A primera vista, la idea de un consejo superior de la magistratura o de la justicia es atractiva. En teoría, un organismo de esta especie elimina la cuota de poder que hoy tienen los superiores jerárquicos y los poderes políticos en la carrera de los jueces, es decir, en lo que respecta a sus nombramientos y disciplina. El consejo, compuesto por personas prudentes, competentes y con altura de miras, velará por que primen criterios de mérito en las designaciones y por que la custodia de la disciplina funcionaria no interfiera con la independencia judicial. Estas bondades ha tenido sin duda en vista la comisión de Sistemas de justicia de la Convención Constitucional, que aprobó por amplia mayoría la propuesta de introducir en Chile un Consejo de la Justicia, compuesto por 17 miembros elegidos de acuerdo con criterios de paridad de género, plurinacionalidad y equidad territorial. Seis de ellos serían jueces elegidos por sus pares, otros seis serían elegidos por el Congreso a propuesta en ternas del Consejo de Alta Dirección Pública, dos serían designados de un modo que no se especifica por los pueblos originarios y, finalmente, tres corresponderían a funcionarios judiciales elegidos por sus pares.
Todo indica, sin embargo, que la comisión no ha tenido a la vista la experiencia real de funcionamiento de estas instancias en el Derecho Comparado. En ellas se produce el encuentro entre el mundo judicial y el mundo de la política en torno a la mesa de negociaciones. Como es natural, cada grupo de influencia insta por sus propios intereses, y así se forman verdaderos partidos al interior de la judicatura, cada uno con su propia tendencia política, que promueven la elección de tal o cual persona para integrar el consejo. Quien resulta elegido, favorecerá luego la carrera de los miembros de la facción que lo llevó a triunfar en la elección. Por otro lado, los designados por los partidos políticos representados en el Congreso promueven las decisiones que convienen al partido o a la coalición que consiguió su nombramiento. De esta manera, todos los asuntos judiciales de interés para la política terminan resolviéndose de un modo transaccional.

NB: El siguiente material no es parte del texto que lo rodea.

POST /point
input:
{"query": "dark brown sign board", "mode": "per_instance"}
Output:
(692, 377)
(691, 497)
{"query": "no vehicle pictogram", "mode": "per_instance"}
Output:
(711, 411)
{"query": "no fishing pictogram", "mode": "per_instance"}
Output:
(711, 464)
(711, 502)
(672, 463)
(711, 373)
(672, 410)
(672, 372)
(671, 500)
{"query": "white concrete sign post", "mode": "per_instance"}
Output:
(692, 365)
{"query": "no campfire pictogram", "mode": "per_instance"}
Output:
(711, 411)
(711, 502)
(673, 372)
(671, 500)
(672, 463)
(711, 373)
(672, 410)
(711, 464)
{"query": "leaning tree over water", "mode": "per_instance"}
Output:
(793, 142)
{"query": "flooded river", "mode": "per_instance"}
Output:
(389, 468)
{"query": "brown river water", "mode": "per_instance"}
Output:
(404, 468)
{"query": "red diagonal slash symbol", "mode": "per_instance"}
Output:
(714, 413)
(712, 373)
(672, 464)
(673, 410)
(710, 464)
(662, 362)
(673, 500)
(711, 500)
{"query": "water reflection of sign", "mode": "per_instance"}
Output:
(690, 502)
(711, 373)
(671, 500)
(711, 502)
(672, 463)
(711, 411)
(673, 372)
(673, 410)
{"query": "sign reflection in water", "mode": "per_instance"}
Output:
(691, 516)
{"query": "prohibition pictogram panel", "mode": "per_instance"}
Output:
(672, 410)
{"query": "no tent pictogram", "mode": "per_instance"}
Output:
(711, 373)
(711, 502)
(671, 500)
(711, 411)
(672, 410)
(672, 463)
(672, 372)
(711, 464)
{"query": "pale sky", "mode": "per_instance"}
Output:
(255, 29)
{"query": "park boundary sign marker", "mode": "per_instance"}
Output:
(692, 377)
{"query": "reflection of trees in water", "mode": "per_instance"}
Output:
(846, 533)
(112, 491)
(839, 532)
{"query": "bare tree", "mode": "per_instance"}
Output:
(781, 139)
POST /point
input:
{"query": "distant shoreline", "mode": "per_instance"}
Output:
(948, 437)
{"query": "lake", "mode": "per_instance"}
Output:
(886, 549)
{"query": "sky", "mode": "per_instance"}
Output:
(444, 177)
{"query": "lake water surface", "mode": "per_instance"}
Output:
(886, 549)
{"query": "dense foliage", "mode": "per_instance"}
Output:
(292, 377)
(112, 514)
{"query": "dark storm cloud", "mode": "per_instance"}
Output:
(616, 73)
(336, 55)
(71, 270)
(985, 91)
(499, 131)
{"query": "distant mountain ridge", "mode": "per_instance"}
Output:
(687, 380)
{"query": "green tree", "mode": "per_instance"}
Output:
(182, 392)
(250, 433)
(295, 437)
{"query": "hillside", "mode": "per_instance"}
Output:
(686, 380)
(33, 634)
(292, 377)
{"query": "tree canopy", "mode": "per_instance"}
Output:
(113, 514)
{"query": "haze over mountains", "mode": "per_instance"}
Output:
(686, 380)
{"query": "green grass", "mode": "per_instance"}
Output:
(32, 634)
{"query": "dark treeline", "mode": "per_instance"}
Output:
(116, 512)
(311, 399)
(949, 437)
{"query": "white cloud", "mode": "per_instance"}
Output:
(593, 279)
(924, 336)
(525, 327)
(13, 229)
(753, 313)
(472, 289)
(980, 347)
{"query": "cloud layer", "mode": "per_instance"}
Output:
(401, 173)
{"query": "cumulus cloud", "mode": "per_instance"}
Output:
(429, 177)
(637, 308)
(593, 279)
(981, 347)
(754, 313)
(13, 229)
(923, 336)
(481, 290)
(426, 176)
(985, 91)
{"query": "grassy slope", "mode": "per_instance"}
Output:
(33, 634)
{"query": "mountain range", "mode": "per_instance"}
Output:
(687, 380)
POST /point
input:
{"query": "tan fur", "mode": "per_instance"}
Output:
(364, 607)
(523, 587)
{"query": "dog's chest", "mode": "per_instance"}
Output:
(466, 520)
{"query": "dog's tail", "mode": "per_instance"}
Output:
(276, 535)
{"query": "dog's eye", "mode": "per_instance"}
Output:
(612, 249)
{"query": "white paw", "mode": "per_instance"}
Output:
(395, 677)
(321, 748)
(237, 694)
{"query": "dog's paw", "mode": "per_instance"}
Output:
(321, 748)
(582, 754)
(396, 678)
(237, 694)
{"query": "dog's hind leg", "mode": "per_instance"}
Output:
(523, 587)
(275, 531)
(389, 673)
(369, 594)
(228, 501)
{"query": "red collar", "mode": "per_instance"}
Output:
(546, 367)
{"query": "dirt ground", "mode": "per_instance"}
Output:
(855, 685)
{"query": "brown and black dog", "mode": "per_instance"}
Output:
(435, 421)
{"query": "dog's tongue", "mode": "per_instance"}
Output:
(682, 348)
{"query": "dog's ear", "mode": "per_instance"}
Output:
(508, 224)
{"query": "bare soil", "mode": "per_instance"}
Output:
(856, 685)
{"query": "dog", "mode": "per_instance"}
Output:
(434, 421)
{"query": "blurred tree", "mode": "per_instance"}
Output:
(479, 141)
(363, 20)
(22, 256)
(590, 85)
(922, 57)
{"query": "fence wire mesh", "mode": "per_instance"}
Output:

En el caso de la propuesta de la comisión, se añade a todo esto la complejidad de integrar al consejo a los funcionarios judiciales —cuyo rol en los nombramientos y la disciplina de los jueces no se entiende— y a dos consejeros designados por los pueblos originarios, destinados a convertirse en árbitros interesados de los intereses gremiales y políticos.
Estos consejos, por su propia dinámica de conformación y funcionamiento, implican una politización de la justicia. Pero en el diseño propuesto por la Convención, esto se intensifica debido a la incorporación de un grupo con intereses identitarios y por dos grupos de interés gremial. La pregunta que legítimamente cabe hacerse es qué cabe esperar de esta amalgama de fines particulares para beneficio del interés general en una administración de justicia sabia, prudente e imparcial. Un consejo de la magistratura o de la justicia no contribuye en nada a estos objetivos, sino que los vuelve aún más lejanos. El sistema actual de nombramientos es sin duda perfectible, pero consigue un mayor distanciamiento de la política contingente y, a través de las cortes de Apelaciones, una medida no despreciable de descentralización. Otro asunto es el régimen disciplinario vigente. Pero para desacoplar este régimen de la jerarquía en la revisión de los fallos no hace falta introducir la política en la casa de la justicia.